Russia may cease deliveries of the RD-180 first stage rocket engine to the United States until the U.S. guarantees they will not be used in military launches, according to Russian media reports.

Russian Deputy Prime Minister Dmitry Rogozin, who also heads the nation’s space efforts, made the statement Tuesday in a Twitter account under his name. Russia Today also cited Russia’s Interfax news agency reporting the news. The Defense Department uses the RD-180 in national security space launches.

President Barack Obama placed Rogozin on an economic sanctions list in March as part of an effort to punish Russia for the political instability in Ukraine and the annexation of Crimea.

“Sanctions are always a boomerang,” Rogozin said, according to a translated and partial transcript of his announcement posted on a Russian government website Tuesday. “They always come back around and are simply inappropriate in such sensitive spheres as cooperation in space exploration, production of spacecraft engines, and navigation, not to mention manned space flights.”

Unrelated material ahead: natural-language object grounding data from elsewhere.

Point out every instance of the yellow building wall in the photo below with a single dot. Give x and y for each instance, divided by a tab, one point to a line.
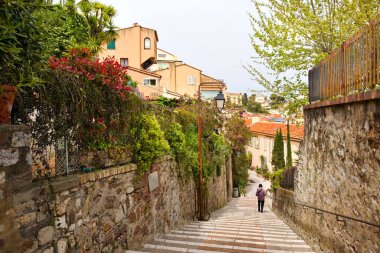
146	90
182	85
130	44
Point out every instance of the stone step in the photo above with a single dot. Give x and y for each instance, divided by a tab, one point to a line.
238	238
242	232
253	243
160	245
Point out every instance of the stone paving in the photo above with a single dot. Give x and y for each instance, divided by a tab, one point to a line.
236	228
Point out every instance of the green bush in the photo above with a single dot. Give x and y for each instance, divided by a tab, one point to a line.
276	178
241	164
149	142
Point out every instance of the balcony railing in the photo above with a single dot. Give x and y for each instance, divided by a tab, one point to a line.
352	68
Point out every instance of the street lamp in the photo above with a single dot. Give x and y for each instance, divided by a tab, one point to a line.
219	99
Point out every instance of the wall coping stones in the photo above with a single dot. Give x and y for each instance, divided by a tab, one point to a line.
364	96
64	183
97	175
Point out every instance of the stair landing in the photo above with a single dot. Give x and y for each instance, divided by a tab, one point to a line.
236	228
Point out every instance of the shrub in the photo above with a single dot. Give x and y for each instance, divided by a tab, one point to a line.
276	178
288	180
149	142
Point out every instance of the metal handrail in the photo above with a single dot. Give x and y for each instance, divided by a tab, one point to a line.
336	214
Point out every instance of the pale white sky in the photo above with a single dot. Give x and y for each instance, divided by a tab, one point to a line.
212	35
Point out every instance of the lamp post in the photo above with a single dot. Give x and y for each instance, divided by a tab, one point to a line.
219	99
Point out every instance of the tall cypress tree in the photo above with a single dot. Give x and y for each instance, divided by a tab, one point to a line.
278	161
281	154
289	161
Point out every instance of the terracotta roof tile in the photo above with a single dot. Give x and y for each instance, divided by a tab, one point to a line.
269	129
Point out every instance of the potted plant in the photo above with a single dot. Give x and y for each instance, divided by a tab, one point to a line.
7	96
20	51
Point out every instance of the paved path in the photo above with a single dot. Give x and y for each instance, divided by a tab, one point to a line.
236	228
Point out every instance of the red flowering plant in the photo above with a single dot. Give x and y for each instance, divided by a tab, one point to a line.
93	97
82	64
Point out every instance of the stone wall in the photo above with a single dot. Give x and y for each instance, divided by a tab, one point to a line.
102	211
339	172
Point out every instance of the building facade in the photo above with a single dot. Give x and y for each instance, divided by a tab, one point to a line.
156	71
261	145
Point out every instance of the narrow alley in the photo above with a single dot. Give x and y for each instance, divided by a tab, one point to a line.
236	228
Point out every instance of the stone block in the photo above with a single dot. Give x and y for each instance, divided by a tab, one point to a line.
9	156
62	245
61	207
45	235
29	246
20	139
49	250
2	177
65	183
153	181
60	222
27	218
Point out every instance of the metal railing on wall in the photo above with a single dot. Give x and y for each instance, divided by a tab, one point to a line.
352	68
339	217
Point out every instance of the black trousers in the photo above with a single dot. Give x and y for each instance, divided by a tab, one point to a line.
261	205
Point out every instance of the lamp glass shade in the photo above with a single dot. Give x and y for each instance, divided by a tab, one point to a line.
220	100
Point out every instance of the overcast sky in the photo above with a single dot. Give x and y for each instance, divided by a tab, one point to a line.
212	35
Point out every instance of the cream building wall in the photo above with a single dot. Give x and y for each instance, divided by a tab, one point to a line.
147	91
130	45
263	146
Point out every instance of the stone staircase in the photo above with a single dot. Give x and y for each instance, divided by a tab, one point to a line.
237	228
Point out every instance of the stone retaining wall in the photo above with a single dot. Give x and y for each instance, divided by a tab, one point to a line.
339	171
102	211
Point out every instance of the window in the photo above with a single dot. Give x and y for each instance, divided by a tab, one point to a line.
151	82
265	144
256	142
124	62
147	43
191	80
111	45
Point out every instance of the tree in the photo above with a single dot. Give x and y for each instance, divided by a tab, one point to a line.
63	28
245	99
278	160
237	134
100	20
20	42
255	107
289	162
289	37
276	101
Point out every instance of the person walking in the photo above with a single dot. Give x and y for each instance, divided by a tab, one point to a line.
260	193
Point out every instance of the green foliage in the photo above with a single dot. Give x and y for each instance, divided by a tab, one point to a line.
62	29
278	160
289	161
237	134
241	163
255	107
20	42
289	37
100	20
171	102
277	101
149	142
276	178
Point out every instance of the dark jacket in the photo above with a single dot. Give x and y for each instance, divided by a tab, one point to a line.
260	193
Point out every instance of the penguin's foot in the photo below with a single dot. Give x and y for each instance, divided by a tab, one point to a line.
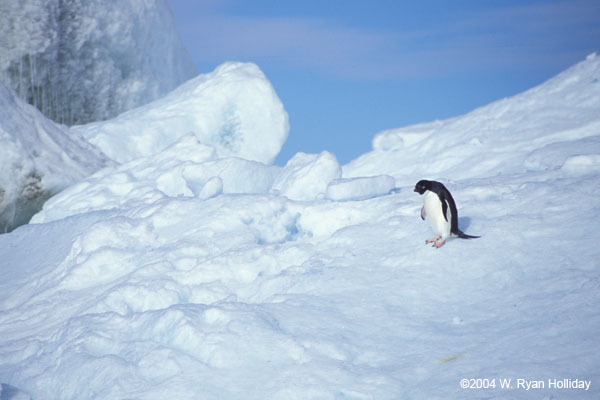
433	240
439	244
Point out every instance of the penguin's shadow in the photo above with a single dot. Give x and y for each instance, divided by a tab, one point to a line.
463	223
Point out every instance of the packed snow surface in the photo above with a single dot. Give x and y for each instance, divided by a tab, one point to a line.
186	274
234	109
87	60
38	158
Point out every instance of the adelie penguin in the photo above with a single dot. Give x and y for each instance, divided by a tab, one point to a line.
439	207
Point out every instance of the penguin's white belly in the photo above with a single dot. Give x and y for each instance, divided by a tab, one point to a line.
433	210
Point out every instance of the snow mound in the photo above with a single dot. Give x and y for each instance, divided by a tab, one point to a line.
306	176
87	60
234	109
38	158
527	132
360	188
183	274
188	168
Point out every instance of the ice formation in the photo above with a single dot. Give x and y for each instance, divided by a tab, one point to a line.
87	60
38	158
234	109
555	121
187	274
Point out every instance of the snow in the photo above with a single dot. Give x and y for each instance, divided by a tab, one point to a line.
306	176
88	60
234	109
188	274
38	158
360	188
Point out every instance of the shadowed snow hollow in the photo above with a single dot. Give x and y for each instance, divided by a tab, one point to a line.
234	109
87	60
38	158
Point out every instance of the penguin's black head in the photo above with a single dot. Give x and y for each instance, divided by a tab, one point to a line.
422	186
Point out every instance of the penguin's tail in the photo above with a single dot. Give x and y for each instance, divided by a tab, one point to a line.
463	235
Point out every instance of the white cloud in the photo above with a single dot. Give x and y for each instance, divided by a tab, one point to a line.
524	36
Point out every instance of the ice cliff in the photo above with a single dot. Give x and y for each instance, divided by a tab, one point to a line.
87	60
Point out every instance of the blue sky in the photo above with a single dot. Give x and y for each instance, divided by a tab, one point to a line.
346	69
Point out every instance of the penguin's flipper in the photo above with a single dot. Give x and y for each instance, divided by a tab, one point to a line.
433	240
445	208
439	244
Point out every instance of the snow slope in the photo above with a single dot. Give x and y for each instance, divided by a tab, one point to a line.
38	158
234	109
173	276
87	60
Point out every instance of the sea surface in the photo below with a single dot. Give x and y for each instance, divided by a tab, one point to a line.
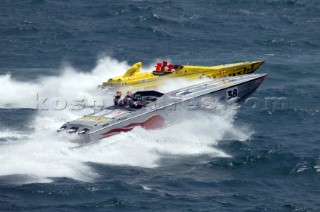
261	155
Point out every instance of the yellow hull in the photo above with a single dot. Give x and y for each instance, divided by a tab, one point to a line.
133	78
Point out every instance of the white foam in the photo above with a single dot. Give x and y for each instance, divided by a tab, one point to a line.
44	154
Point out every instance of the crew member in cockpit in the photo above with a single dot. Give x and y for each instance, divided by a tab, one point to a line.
117	98
128	99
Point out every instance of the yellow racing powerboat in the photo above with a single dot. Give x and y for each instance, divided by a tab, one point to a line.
135	79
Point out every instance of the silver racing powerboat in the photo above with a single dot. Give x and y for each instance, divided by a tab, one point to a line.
154	106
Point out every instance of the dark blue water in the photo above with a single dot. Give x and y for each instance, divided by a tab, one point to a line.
262	158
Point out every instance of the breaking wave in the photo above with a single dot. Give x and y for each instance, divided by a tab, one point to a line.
43	154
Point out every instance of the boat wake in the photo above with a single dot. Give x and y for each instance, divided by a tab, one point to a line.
42	155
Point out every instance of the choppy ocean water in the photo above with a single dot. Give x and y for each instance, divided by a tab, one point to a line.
249	158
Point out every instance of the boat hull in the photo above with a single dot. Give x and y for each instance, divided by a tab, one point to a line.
114	120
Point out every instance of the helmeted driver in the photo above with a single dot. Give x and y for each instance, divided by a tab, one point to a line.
117	98
127	101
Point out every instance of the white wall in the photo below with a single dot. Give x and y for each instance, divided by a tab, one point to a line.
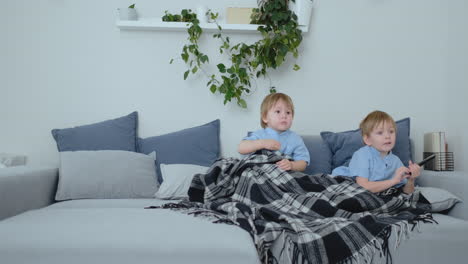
457	126
65	63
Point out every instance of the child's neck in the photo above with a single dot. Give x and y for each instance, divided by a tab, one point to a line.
382	154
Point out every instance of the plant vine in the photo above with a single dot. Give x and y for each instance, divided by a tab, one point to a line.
280	37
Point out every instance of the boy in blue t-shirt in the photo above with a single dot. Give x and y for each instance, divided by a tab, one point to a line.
277	113
374	166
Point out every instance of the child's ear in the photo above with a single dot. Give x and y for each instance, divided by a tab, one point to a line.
366	140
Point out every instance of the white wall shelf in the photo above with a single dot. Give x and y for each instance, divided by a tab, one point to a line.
157	24
302	8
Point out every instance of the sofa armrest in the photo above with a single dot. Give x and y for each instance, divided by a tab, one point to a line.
25	188
455	182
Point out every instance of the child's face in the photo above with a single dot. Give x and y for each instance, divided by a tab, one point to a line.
279	117
382	138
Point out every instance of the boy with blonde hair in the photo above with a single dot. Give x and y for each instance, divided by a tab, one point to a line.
374	166
277	113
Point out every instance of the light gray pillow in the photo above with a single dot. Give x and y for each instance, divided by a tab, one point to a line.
439	199
106	174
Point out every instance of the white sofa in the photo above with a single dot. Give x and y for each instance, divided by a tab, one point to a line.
36	229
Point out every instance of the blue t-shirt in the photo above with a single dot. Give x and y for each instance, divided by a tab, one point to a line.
291	143
367	163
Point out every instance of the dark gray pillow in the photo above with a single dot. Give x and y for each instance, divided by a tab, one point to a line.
344	144
115	134
197	145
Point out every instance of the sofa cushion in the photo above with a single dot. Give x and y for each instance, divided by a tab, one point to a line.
115	134
197	145
177	179
344	144
320	155
105	174
441	200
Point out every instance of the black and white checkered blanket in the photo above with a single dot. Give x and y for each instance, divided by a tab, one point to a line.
298	218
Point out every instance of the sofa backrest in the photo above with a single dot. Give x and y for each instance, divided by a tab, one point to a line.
320	155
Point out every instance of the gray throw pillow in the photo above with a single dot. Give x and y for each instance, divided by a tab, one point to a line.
344	144
115	134
440	199
196	145
320	155
105	174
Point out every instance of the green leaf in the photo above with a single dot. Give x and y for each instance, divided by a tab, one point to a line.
213	88
221	68
242	103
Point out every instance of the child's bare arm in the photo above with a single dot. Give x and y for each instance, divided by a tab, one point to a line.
249	146
409	186
297	165
379	186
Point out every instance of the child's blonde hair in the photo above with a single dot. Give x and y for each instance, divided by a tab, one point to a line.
374	119
270	101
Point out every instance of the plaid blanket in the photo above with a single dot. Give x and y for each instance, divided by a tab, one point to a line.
298	218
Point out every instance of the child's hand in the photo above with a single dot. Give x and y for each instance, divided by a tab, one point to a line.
414	169
271	144
400	174
284	164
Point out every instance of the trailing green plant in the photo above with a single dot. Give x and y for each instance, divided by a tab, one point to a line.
280	37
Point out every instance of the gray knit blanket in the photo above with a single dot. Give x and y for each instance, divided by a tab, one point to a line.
293	217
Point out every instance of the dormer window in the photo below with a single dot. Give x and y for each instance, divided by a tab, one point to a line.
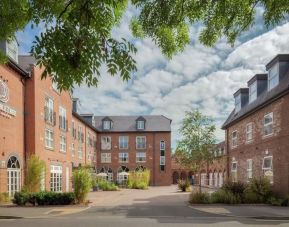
273	77
106	125
140	125
238	103
253	92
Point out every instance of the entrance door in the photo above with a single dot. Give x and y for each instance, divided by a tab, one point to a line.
67	179
14	176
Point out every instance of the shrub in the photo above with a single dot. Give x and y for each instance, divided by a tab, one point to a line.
82	184
261	187
138	179
4	197
237	188
21	198
197	197
107	186
225	196
43	198
34	174
184	185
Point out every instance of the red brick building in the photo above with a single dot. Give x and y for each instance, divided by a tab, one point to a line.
212	175
257	132
130	143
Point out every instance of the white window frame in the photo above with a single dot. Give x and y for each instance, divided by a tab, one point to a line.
106	125
137	144
140	125
249	169
271	166
105	142
249	132
234	139
162	145
49	138
56	178
269	124
123	142
141	157
62	143
123	157
238	104
253	92
273	77
105	157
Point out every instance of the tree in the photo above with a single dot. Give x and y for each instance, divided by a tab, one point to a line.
35	171
195	149
77	39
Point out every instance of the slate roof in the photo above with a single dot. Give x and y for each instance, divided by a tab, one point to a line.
264	99
154	123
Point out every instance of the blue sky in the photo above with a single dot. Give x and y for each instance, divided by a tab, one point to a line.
200	77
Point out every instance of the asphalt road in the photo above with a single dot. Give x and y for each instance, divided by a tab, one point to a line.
132	210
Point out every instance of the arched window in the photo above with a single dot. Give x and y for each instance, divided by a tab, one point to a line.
14	175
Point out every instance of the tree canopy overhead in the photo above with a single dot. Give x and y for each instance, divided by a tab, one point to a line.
77	38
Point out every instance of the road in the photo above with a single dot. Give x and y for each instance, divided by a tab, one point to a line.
155	207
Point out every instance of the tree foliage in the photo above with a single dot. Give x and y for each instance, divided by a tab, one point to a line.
77	37
197	142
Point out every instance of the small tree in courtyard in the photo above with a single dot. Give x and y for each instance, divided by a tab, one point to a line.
34	174
195	149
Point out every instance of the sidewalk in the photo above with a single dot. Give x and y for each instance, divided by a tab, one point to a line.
14	212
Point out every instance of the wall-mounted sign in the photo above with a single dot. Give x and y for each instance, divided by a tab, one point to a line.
5	110
4	92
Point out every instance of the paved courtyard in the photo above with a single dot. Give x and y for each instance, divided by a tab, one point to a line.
158	206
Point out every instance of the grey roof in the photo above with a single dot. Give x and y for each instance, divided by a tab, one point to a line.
264	99
154	123
25	61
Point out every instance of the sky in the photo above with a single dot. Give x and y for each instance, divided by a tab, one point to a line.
199	78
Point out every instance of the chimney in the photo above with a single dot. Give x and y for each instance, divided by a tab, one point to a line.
75	105
257	85
241	98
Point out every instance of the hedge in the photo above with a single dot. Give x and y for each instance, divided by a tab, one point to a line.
43	198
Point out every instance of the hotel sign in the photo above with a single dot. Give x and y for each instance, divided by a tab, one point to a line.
5	110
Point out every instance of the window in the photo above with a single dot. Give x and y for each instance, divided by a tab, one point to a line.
72	150
105	143
140	157
234	172
140	142
49	138
123	142
253	92
162	160
105	157
62	118
55	86
55	178
48	111
123	157
237	103
80	152
249	169
234	139
268	124
106	125
268	168
273	77
62	143
162	145
249	132
140	125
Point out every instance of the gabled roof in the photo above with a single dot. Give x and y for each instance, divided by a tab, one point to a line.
263	100
154	123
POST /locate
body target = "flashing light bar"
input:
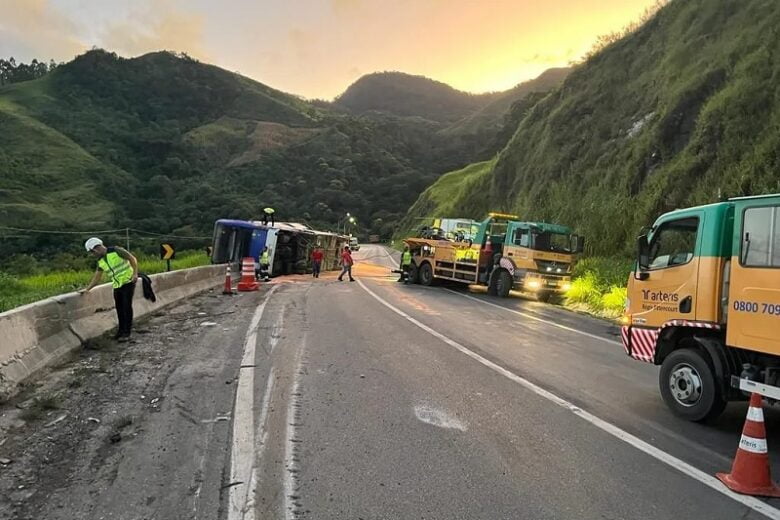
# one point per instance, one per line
(503, 215)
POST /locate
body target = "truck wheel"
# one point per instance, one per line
(503, 284)
(493, 285)
(426, 274)
(688, 386)
(413, 275)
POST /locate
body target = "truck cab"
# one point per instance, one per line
(538, 256)
(704, 304)
(503, 254)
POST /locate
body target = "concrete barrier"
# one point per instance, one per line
(43, 333)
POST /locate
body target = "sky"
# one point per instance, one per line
(317, 48)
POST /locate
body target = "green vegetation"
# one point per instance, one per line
(408, 95)
(454, 195)
(166, 144)
(599, 286)
(679, 110)
(42, 282)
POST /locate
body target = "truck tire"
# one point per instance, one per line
(426, 274)
(688, 386)
(503, 283)
(493, 284)
(413, 276)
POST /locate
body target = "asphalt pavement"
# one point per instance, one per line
(321, 399)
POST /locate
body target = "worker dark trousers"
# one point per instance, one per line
(123, 298)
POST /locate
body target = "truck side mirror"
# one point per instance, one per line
(642, 258)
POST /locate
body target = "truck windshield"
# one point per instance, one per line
(557, 242)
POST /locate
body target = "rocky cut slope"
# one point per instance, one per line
(682, 111)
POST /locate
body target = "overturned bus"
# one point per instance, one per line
(289, 245)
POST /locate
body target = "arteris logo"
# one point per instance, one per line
(660, 296)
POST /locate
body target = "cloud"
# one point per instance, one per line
(160, 28)
(345, 6)
(38, 29)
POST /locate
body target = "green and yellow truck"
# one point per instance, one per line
(704, 304)
(504, 254)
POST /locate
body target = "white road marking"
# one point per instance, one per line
(290, 451)
(660, 455)
(536, 318)
(243, 443)
(437, 417)
(249, 513)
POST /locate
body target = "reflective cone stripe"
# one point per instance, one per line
(248, 282)
(752, 444)
(750, 473)
(228, 289)
(756, 414)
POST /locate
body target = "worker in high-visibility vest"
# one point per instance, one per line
(122, 267)
(406, 265)
(265, 264)
(268, 213)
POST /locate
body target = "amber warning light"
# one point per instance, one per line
(503, 215)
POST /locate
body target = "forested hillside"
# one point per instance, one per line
(168, 144)
(682, 111)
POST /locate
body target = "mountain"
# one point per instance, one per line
(681, 111)
(167, 144)
(491, 116)
(407, 95)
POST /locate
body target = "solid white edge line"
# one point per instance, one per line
(290, 478)
(243, 439)
(249, 509)
(670, 460)
(536, 318)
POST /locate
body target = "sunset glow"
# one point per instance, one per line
(316, 48)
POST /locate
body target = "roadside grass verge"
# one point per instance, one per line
(599, 286)
(16, 290)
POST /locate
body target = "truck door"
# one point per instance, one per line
(669, 288)
(754, 285)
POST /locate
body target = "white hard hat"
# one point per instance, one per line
(92, 243)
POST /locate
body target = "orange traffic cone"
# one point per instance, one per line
(228, 282)
(248, 282)
(750, 472)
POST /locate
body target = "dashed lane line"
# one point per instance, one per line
(658, 454)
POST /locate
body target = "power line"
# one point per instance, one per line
(53, 232)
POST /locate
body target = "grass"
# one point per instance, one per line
(454, 194)
(599, 286)
(20, 290)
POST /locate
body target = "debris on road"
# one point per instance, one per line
(219, 418)
(55, 421)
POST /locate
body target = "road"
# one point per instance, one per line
(367, 400)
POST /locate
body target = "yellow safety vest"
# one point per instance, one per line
(118, 268)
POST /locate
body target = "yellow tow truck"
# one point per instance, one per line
(505, 254)
(704, 304)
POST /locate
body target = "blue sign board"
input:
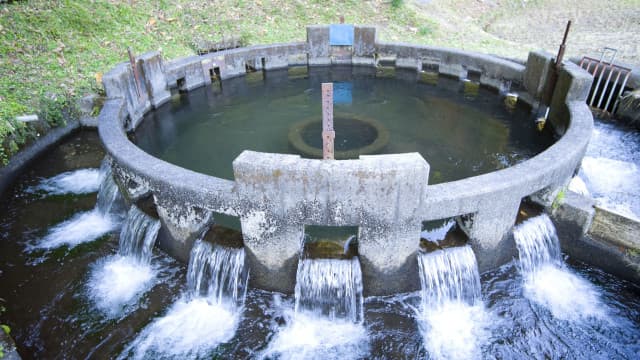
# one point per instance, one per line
(341, 35)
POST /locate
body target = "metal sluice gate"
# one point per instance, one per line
(610, 80)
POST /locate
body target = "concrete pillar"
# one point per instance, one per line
(181, 225)
(273, 248)
(489, 231)
(279, 194)
(318, 42)
(574, 84)
(455, 71)
(537, 74)
(154, 77)
(388, 258)
(120, 83)
(364, 45)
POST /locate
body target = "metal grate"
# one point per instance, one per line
(610, 80)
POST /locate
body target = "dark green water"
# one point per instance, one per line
(460, 134)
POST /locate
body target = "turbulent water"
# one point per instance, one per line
(611, 168)
(452, 317)
(116, 282)
(206, 315)
(326, 321)
(90, 225)
(547, 281)
(81, 181)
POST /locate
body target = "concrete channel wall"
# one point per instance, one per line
(386, 196)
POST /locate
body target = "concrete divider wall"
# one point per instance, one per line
(387, 196)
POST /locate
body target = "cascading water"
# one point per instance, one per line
(217, 273)
(452, 318)
(208, 312)
(328, 315)
(89, 225)
(331, 288)
(537, 243)
(546, 279)
(138, 235)
(81, 181)
(449, 275)
(117, 281)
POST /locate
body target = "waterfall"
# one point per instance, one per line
(217, 273)
(89, 225)
(109, 197)
(330, 287)
(547, 281)
(138, 235)
(80, 181)
(452, 318)
(449, 275)
(206, 315)
(537, 243)
(327, 320)
(117, 282)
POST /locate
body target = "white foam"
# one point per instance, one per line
(454, 330)
(82, 181)
(82, 227)
(565, 294)
(118, 281)
(190, 329)
(578, 186)
(309, 336)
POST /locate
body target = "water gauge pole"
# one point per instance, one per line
(328, 134)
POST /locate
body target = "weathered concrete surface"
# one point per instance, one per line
(282, 193)
(181, 225)
(456, 63)
(615, 228)
(120, 83)
(154, 78)
(575, 212)
(489, 231)
(364, 45)
(598, 237)
(537, 74)
(573, 84)
(273, 211)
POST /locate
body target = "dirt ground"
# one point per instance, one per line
(514, 27)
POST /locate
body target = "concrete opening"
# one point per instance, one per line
(330, 242)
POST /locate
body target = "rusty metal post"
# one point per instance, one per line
(328, 134)
(136, 76)
(563, 46)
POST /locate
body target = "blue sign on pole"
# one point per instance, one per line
(341, 35)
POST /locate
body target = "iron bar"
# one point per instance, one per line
(606, 106)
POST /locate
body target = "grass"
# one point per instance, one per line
(55, 51)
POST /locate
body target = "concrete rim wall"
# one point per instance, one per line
(487, 203)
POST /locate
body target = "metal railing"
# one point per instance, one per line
(611, 88)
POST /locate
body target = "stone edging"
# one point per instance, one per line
(272, 226)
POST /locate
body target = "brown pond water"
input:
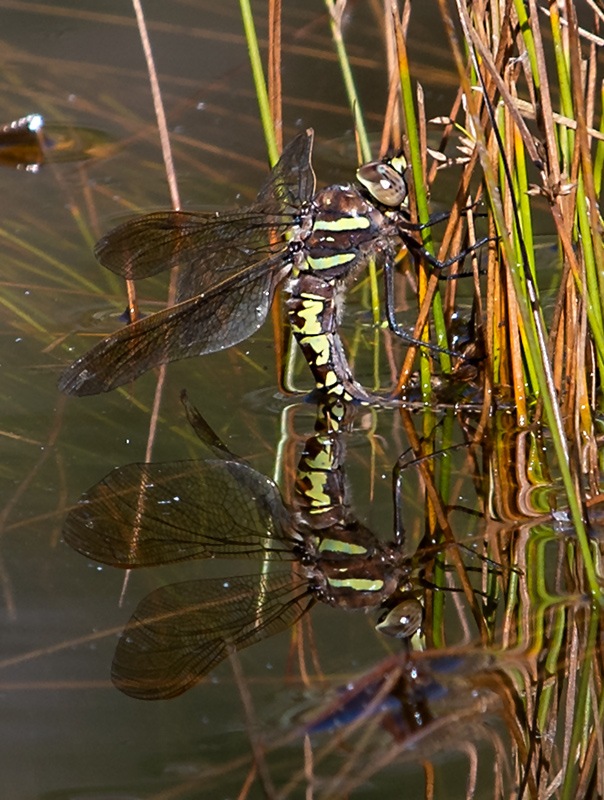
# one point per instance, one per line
(470, 720)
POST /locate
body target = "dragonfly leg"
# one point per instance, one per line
(394, 325)
(416, 248)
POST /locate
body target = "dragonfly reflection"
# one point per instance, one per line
(142, 515)
(231, 263)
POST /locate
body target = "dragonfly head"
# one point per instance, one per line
(385, 180)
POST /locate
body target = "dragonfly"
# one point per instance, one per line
(231, 263)
(143, 515)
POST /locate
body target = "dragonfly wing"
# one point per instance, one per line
(143, 515)
(212, 245)
(292, 180)
(180, 632)
(220, 318)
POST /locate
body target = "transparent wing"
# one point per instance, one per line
(147, 514)
(180, 632)
(213, 244)
(227, 314)
(291, 182)
(208, 246)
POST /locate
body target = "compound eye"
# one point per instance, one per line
(384, 182)
(403, 620)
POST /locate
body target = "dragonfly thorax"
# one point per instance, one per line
(344, 227)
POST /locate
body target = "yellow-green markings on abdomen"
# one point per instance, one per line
(341, 224)
(357, 584)
(337, 546)
(329, 262)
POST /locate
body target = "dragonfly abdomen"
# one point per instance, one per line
(314, 310)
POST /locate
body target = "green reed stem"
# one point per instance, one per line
(259, 81)
(349, 84)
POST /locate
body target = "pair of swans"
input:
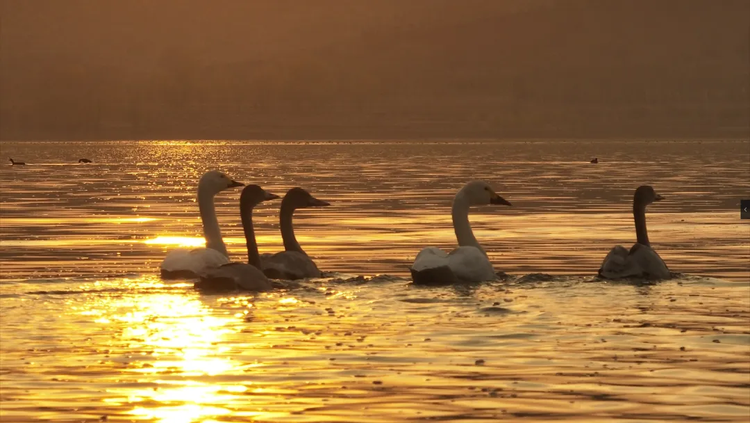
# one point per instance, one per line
(212, 265)
(469, 262)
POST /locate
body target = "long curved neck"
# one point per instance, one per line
(639, 214)
(460, 214)
(253, 257)
(210, 224)
(287, 229)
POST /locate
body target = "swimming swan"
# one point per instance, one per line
(468, 262)
(293, 263)
(641, 260)
(183, 263)
(245, 276)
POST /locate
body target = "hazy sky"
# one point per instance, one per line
(363, 69)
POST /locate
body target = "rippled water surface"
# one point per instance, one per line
(89, 331)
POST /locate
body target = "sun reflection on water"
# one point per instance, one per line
(178, 338)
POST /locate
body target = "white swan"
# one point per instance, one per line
(184, 263)
(244, 276)
(468, 262)
(292, 263)
(641, 260)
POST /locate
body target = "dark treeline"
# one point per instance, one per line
(384, 69)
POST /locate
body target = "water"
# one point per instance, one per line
(89, 330)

A federal judge last week temporarily issued an injunction preventing the transfer of money between the Air Force and its national security launch provider United Launch Alliance (ULA) and RD-180 developer NPO Energomash (Defense Daily, May 8).The injunction was lifted after the judge concluded the transfers did not violate the newly enacted sanctions.

A RD-180, which is made in Russia, undergoes hot fire testing. Photo: NASA.
An RD-180, which is made in Russia, undergoes hot fire testing. Photo: NASA.

ULA spokeswoman Jessica Rye said Tuesday in a statement the company and NPO Energomash are not aware of any restrictions and that ULA is hopeful the U.S. and Russia will engage in productive conversations over the next coming months that will resolve the matter quickly. Emails to the Pentagon were not returned by press time.

The Air Force is studying its options in regard to the RD-180, including whether it should build its own next-generation rocket engine domestically. It is believed a new domestically produced engine would take five years and cost nearly $1 billion. The House Armed Services Committee- (HASC) approved version of the fiscal year 2015 authorization bill included $220 million to create a domestic rocket engine for use in lieu of the RD-180 (Defense Daily, May 5).

Rogozin also said the civilian Russian Federal Space Agency, or Roscosmos, will end cooperation with the U.S. on the International Space Station (ISS) after 2020, a significant threat as President Obama recently recommitted the U.S. to the ISS through 2024. NASA Administrator Charles Bolden told a Senate panel May 1 the ISS “no longer exists” if one country pulls out. The U.S. also relies on Russian transportation to reach the ISS.

“The way we have set up the International Space Station…should we or the Russians choose to pull out, the International Space Station, as we know it, no longer exists,” Bolden told the Senate Appropriations commerce, justice, science and related agencies subcommittee.